Люси, погруженная в свои мысли, лежала неподвижно, словно в оцепенении, но с открытыми глазами и никак не отреагировала на повторное невнятное прощание мужчин, даже не посмотрела им вслед. Она ничего не сказала и Ирэне, когда девочка подсела к ней и повторила ей некоторые вопросы, которые записала, пытаясь разобраться, почему они вызвали у Люси протест и она отказалась продолжать интервью; и так как Ирэна никогда еще не видела Люси такой — ушедшей в себя, неконтактной, чем-то настолько пришибленной, что она даже дышала с трудом, — девочку постепенно все больше охватывал страх, с расширенными от ужаса зрачками она попятилась к двери и побежала вверх по лестнице.

Там, на втором этаже, она всем помешала, испортила игру. На тахте и кресле не просто в напряженных, но в каких-то мучительно-скованных позах сидели друг против друга, неплотно обнявшись, две пары. Ильза впилась раскрытым больше, чем надо, ртом в рот Удо, а Вера — в Армина; их губы слились так плотно, что казались сшитыми, однако при этом каждая пара бдительно следила за своими соперниками, готовая тут же отметить малейшее нарушение правил игры. Еще не был выявлен победитель, еще обе пары, присосавшись, упорно держались; может, они бы и дальше продолжали состязание, если бы Ирэна не ворвалась к ним со своими страхами. Она выключила магнитофон. К кому ей обратиться, когда их лица так притиснуты друг к другу?

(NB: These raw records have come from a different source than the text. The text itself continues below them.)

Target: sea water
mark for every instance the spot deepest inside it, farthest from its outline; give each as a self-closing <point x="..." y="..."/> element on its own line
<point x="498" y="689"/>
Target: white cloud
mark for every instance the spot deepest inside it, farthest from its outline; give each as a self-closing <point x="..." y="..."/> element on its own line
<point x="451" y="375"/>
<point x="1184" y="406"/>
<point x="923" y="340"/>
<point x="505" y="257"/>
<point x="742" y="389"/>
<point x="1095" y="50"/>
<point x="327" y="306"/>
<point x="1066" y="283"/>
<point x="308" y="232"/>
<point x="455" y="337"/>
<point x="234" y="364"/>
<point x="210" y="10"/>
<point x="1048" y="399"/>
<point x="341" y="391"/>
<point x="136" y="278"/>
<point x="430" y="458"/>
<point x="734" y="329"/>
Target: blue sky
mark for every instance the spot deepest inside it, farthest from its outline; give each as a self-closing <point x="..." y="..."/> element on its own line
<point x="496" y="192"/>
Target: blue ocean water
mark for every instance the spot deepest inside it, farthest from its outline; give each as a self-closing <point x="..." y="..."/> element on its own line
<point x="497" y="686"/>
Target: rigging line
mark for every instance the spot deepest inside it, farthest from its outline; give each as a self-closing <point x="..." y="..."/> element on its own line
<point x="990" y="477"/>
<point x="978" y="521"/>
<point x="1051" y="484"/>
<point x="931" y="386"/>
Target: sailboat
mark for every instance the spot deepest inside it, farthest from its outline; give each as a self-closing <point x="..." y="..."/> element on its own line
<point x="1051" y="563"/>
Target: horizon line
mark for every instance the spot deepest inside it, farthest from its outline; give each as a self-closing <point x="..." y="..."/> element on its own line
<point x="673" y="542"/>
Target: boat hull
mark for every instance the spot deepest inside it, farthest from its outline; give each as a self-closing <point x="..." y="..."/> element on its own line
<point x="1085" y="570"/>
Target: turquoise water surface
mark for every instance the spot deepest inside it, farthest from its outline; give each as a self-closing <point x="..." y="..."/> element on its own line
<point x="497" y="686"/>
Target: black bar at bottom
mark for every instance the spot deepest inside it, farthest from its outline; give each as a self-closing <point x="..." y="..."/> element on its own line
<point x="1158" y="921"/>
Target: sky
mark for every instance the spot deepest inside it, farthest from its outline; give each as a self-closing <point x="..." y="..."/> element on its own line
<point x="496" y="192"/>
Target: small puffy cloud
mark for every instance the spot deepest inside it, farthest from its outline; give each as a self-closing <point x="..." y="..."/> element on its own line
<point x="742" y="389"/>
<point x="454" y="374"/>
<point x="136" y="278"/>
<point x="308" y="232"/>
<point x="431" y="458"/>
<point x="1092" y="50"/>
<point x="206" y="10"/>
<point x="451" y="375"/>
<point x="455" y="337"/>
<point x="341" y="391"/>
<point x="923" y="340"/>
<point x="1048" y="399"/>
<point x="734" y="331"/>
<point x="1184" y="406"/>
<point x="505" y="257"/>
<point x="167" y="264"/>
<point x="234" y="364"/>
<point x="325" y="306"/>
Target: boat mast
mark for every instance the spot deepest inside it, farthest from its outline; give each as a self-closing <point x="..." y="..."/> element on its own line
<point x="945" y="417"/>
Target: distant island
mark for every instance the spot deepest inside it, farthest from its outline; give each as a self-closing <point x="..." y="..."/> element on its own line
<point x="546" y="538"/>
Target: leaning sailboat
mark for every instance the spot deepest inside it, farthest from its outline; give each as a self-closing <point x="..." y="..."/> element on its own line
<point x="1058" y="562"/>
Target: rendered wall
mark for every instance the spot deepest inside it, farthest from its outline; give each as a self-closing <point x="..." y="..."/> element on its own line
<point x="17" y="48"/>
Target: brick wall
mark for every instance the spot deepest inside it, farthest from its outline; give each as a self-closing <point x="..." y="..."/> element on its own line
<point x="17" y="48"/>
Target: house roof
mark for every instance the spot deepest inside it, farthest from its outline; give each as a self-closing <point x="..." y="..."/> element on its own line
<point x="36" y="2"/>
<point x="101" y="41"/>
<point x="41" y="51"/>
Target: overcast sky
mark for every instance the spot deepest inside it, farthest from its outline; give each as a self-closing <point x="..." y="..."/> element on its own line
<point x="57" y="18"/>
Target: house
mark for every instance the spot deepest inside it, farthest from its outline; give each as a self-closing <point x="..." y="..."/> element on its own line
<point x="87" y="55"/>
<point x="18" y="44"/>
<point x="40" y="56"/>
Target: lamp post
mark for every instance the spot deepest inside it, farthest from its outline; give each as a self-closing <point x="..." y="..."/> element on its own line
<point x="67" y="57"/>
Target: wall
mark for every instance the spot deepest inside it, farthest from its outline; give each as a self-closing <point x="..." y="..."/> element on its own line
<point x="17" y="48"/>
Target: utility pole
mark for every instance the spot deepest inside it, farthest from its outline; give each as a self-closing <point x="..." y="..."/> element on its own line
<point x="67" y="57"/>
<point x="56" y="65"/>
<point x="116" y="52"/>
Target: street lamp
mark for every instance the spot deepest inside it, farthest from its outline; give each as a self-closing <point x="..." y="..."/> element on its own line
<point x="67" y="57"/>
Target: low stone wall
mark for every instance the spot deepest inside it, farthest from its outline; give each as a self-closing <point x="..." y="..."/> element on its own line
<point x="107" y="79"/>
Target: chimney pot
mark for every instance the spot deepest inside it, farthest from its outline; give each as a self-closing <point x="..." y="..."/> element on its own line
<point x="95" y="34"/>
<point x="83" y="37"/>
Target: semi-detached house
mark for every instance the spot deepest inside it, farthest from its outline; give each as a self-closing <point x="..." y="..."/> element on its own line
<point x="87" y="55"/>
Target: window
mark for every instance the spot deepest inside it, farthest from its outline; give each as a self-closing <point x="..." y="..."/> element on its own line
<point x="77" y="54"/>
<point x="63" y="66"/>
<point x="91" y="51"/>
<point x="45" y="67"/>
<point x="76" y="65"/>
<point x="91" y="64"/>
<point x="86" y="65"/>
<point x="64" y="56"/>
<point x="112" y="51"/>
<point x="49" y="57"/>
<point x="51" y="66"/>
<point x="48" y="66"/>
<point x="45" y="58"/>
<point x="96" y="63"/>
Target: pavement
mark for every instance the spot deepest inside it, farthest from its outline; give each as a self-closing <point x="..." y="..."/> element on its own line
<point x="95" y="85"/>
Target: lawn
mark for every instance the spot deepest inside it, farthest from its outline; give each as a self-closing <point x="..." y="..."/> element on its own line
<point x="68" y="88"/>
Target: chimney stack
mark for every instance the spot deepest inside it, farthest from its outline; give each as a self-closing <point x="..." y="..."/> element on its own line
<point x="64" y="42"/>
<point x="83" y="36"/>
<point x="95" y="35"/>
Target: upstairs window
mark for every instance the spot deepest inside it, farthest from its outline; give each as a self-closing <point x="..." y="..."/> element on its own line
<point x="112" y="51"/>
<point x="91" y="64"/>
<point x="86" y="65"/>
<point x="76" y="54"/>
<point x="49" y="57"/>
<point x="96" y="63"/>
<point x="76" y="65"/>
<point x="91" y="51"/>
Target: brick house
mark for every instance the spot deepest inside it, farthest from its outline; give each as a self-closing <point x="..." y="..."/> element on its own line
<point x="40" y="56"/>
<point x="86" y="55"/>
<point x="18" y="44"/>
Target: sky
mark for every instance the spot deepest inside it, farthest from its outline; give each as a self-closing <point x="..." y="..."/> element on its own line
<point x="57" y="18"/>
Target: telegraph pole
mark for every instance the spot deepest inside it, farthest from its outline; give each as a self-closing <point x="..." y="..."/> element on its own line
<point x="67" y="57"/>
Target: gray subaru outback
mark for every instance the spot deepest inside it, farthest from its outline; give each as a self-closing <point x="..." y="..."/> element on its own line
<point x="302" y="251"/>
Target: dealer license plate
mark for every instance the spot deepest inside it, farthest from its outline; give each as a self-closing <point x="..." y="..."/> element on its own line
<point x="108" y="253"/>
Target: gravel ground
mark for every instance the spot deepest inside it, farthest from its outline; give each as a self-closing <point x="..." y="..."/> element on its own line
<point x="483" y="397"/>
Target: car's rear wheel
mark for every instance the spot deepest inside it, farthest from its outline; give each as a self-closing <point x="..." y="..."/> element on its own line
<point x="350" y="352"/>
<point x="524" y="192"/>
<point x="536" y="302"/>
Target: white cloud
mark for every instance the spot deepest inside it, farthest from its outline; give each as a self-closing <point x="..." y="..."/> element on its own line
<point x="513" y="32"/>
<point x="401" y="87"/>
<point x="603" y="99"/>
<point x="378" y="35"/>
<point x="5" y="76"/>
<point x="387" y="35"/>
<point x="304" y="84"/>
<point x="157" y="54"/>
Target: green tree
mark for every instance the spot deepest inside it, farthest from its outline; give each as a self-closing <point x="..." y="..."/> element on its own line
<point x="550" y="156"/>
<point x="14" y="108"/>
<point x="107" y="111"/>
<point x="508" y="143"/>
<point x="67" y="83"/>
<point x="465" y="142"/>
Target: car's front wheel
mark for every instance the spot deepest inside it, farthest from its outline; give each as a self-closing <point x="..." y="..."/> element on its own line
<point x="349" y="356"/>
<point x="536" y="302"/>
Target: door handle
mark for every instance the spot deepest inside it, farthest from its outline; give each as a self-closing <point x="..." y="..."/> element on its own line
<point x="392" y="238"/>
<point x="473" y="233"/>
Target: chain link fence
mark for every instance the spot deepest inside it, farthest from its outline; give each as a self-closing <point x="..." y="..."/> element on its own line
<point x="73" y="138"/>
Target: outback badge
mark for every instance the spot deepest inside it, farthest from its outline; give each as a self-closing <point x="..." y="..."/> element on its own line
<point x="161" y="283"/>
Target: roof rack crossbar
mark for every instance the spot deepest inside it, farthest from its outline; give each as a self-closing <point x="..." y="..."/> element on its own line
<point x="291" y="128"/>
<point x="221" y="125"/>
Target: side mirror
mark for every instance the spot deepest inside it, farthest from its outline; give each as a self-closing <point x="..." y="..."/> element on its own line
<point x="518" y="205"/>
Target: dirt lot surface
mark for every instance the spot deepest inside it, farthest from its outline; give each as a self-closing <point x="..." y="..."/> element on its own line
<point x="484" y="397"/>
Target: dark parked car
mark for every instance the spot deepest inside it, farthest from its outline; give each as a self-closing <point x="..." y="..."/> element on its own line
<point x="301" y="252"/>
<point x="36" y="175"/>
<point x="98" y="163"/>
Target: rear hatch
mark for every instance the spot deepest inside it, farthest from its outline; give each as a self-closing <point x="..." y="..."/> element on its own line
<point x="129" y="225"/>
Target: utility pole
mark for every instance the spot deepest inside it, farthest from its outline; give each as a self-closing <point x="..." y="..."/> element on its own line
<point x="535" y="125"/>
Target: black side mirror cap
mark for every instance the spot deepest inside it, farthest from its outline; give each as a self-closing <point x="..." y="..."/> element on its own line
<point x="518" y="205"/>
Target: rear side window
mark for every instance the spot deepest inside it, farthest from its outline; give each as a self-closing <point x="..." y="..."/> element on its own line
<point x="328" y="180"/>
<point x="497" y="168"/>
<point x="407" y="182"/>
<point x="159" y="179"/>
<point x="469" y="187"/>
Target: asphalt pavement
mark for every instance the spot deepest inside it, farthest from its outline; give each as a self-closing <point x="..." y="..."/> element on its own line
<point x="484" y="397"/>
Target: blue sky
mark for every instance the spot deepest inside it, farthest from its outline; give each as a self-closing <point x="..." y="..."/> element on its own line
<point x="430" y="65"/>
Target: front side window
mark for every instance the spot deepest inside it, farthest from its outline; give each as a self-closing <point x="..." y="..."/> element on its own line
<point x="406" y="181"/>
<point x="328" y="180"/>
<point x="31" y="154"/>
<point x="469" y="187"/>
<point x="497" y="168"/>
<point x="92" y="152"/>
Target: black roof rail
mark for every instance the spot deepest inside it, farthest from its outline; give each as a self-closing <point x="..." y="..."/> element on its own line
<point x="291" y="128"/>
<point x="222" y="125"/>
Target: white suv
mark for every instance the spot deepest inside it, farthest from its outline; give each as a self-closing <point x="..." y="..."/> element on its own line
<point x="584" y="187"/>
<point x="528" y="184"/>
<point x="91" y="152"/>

— Простите, что помешала… Ильза, ты можешь меня выслушать?

Ильза спустила ноги с тахты, она прерывисто дышала — очевидно, оттого, что дыхание «рот в рот» было слишком резко прервано, — и, только постучав себя несколько раз ладошкой по груди, спросила:

— Что там стряслось? Я думала, у вас интервью в разгаре. И вообще, неужели нельзя постучать?

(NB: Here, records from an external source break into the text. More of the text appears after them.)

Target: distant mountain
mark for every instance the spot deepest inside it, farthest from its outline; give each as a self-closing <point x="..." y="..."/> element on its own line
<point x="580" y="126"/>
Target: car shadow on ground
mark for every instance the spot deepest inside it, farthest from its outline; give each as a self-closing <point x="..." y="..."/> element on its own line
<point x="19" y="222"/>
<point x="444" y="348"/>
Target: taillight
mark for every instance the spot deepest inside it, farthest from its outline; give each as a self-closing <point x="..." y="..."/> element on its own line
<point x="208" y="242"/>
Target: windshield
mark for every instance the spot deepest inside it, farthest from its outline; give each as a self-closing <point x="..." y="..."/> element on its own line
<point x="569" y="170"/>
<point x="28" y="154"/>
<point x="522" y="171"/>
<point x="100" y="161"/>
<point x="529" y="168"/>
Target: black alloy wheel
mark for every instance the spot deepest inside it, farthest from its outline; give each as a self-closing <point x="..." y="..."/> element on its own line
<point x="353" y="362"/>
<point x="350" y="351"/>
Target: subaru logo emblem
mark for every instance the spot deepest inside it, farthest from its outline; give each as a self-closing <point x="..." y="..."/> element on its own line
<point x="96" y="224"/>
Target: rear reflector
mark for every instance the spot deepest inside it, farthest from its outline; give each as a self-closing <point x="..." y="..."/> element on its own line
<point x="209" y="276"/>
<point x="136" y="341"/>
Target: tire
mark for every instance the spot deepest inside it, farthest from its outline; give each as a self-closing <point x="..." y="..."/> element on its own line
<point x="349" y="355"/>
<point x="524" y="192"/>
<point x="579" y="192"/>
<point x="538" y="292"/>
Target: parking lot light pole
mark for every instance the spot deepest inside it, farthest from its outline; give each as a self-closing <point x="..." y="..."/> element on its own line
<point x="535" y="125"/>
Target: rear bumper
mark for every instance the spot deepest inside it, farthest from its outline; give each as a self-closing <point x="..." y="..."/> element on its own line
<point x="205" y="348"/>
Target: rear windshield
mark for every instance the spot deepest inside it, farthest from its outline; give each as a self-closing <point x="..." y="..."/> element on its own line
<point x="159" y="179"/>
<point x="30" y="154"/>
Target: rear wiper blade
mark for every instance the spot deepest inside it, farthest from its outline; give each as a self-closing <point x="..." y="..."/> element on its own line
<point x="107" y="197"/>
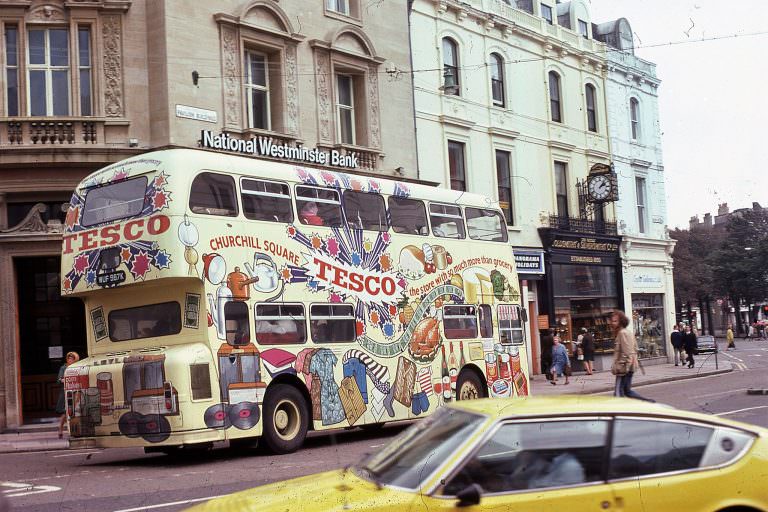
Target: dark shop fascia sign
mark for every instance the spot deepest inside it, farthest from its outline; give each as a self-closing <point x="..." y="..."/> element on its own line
<point x="262" y="146"/>
<point x="529" y="262"/>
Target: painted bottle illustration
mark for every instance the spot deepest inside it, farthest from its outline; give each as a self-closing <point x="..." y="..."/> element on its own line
<point x="491" y="368"/>
<point x="454" y="372"/>
<point x="518" y="375"/>
<point x="446" y="378"/>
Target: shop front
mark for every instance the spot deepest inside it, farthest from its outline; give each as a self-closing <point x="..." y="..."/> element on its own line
<point x="530" y="272"/>
<point x="583" y="287"/>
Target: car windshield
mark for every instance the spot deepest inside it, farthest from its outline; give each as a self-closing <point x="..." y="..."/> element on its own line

— Интервью отложили, — медленно сказала Ирэна и вдруг, повернувшись к остальным, добавила: — А вы уходите, прошу вас, уходите…

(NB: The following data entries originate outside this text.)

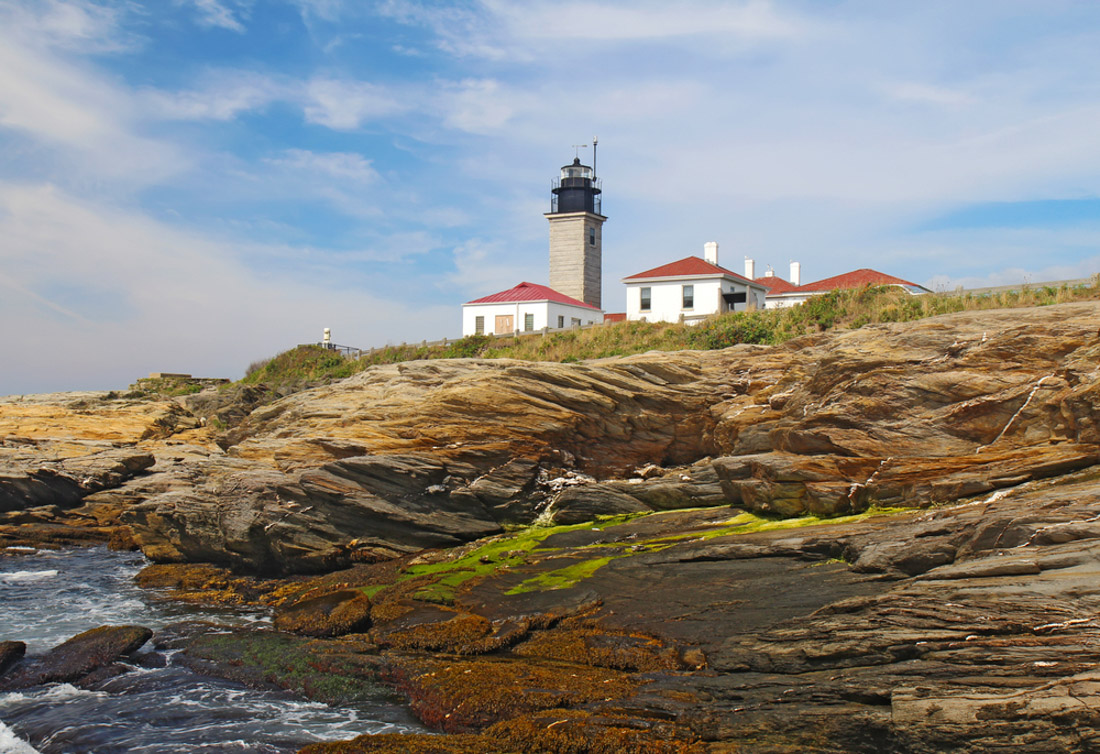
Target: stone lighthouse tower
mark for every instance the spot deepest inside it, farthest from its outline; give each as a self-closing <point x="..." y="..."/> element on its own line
<point x="575" y="232"/>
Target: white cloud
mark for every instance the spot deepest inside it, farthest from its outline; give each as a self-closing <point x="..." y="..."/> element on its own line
<point x="215" y="13"/>
<point x="90" y="121"/>
<point x="122" y="295"/>
<point x="340" y="165"/>
<point x="326" y="10"/>
<point x="222" y="96"/>
<point x="76" y="25"/>
<point x="604" y="21"/>
<point x="498" y="30"/>
<point x="480" y="106"/>
<point x="345" y="105"/>
<point x="927" y="94"/>
<point x="486" y="266"/>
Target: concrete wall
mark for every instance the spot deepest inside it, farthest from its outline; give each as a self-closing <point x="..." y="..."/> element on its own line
<point x="546" y="314"/>
<point x="575" y="265"/>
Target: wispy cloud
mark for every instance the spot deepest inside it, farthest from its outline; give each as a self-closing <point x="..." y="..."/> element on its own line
<point x="912" y="91"/>
<point x="344" y="105"/>
<point x="340" y="165"/>
<point x="216" y="13"/>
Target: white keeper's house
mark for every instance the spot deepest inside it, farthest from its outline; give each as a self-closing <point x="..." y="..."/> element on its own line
<point x="526" y="307"/>
<point x="691" y="290"/>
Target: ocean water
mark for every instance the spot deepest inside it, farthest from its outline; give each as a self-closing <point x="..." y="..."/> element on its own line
<point x="47" y="597"/>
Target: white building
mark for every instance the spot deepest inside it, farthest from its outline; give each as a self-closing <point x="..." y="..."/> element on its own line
<point x="527" y="307"/>
<point x="783" y="293"/>
<point x="691" y="290"/>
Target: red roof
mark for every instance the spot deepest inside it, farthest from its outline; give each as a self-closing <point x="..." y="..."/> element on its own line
<point x="688" y="266"/>
<point x="777" y="284"/>
<point x="857" y="279"/>
<point x="530" y="292"/>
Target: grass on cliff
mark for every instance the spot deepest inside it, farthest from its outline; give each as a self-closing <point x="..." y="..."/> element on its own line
<point x="440" y="581"/>
<point x="839" y="309"/>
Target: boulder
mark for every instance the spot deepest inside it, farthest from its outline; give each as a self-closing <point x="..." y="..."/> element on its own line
<point x="79" y="656"/>
<point x="578" y="504"/>
<point x="10" y="653"/>
<point x="332" y="614"/>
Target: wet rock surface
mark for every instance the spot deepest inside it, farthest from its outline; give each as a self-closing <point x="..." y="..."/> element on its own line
<point x="880" y="539"/>
<point x="78" y="658"/>
<point x="433" y="454"/>
<point x="971" y="627"/>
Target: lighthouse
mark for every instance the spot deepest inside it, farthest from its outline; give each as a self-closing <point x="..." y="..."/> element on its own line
<point x="576" y="232"/>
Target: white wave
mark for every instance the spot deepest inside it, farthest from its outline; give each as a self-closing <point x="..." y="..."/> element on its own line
<point x="12" y="744"/>
<point x="63" y="691"/>
<point x="18" y="577"/>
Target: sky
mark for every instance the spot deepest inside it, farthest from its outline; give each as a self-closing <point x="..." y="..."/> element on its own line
<point x="194" y="185"/>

— Сегодня мое рождение, — произнесла Ильза с тихой угрозой в голосе. — Это мои друзья, и они здесь останутся.

Тоненькая, вся трепещущая от гнева, она подлетела к магнитофону и снова включила его, правда, несколько приглушив звук.

— Тетя Люси… — сказала Ирэна. — Прошу вас, поймите же, вам сейчас лучше уйти.

Друзья потянулись, оправили свитера, попробовали было встать, вопросительно поглядывая на Ильзу, которая не пожелала им подать никакого знака, но приняла решение:

— Вы останетесь, ведь сама тетя Люси… Да, тетя Люси даже настаивала, чтобы мой день рождения праздновался, и ты это знаешь, ты присутствовала при этом.

Разве она не говорила, что просит с ней не считаться, ее не щадить?.. Вот видишь! Значит, все остаются.

— А я прошу вас уйти, потому что тете Люси плохо, — сказала Ирэна и обернулась к сестре. — Если она не требует, чтобы мы с ней считались, это еще не значит, что мы не должны с ней считаться, верно? Спустись-ка вниз. Погляди на нее.

— Я была у нее сегодня утром, — сказала Ильза, — и знаешь, что она мне велела делать?

— Конечно, знаю, — ответила Ирэна, — она велела тебе вести себя так, будто вся эта история касается только ее одной. Но разве ты в самом деле так думаешь? Тебя это устраивает? Разве когда-нибудь подобные вещи не будут и нас касаться?